Ha avuto l’ incarico e l’ onore di organizzare il 39° Congresso Nazionale della Società Italiana di Chirurgia della Mano che si è tenuto in Ascoli Piceno dal 19 al 22 settembre 2001 e di cui è stato  il Presidente. Il congresso è stato dedicato agli “Insuccessi in Chirurgia della Mano”. Una sessione è stata dedicata ad una Riunione Congiunta con la Società Italiana di Medicina Legale. Il Congresso è stato il primo, nella storia della Chirurgia della Mano italiana, dotato di un proprio sito internet e tutta le informazioni, le iscrizioni, la pubblicazione del programma e la gestione degli abstract sono stati eseguiti on line. Alla fine è risultato il più affollato della storia della chirurgia della mano in Italia con oltre 400 partecipanti. Anche dal punto di vista scientifico il dott. Mazzone vi ha partecipato attivamente con 2 relazioni, 3 comunicazioni libere e tenendo un corso sull’ impiego delle protesi di Swanson sulle metacarpofalangee e sulle interfalangee.

 

Ha curato con l’ Ufficio Formazione dell’ Ospedale di Ascoli Piceno diversi corsi ECM di aggiornamento per infermieri e per medici. Con lo stesso organismo ha organizzato un Corso di Chirurgia Protesica della Mano e dell’ Arto Superiore. Tale evento, il primo del genere in Italia è svolto in Ascoli dal 20 a 22 maggio 2009. E’ stato patrocinato dalle maggiori società scientifiche del settore e godrà dell’ apporto di importanti chirurghi italiani e stranieri.

 

Estremamente sensibile alla collaborazione interdisciplinare con i professionisti riabilitatori è stato organizzatore e Coordinatore scientifico di

- 1° Corso Base di Terapia Fisica e Riabilitazione della Mano – Messina 2-6 giugno 1996

- Corso Base di Riabilitazione della Mano – S. Benedetto del Tronto 13-18 febbraio 2000

 

 

COMUNICAZIONE

 

Infine durante tutta la propria carriera ha curato anche la comunicazione e l’ informazione relativi al lavoro proprio e delle equipe. Tale comunicazione si è svolta sempre in accordo con le istituzioni che serviva. Oltre ai comuni articolisu giornali locali, apparsi numerosi, a partenza da comunicati delle Direzioni Sanitarie è stato coinvolto in altre forme di comunicazione.

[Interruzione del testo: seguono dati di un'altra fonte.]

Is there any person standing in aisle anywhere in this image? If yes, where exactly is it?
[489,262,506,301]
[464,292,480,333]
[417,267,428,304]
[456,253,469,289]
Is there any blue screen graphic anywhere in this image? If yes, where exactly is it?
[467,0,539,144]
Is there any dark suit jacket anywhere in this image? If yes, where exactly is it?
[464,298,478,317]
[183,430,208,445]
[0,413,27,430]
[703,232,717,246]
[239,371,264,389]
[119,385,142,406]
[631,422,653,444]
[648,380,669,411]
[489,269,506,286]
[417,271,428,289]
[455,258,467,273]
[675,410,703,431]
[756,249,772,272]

E’ stato intervistato da reti televisive nazionali (RAI – Medicina 33) e locali sia per argomenti di chirurgia della mano che, più recentemente, per la chirurgia computer-assistita (Quintarete Ascoli).  E’ stato anche scelto dalla rivista OK la Salute del gruppo RCS per un intervista sulle ricostruzioni microchirurgiche del pollice. E’ da  anni uno degli ortopedici nazionali che rispondono in redazione alle domande dei lettori di tale rivista.

 

Oltre ai tradizionali canali scientifici (congressi e pubblicazioni) ha diffuso in Internet la propria originale tecnica chirurgica di impianto delle protesi sulle articolazioni interfalangee prossimali . Tale tecnica può essere scaricata dal sito YOUTUBE (vincentmazzone)

 

Ha fondato un’ associazione per l’ informazione ed il sostegno delle famiglie dei bambini affetti da Sindome di Apert. Ha organizzato per loro con il sostegno del Rotary Club di Ascoli Piceno un incontro ospitando 22 famiglie al Monastero di Valledacqua (AP) nel 2005.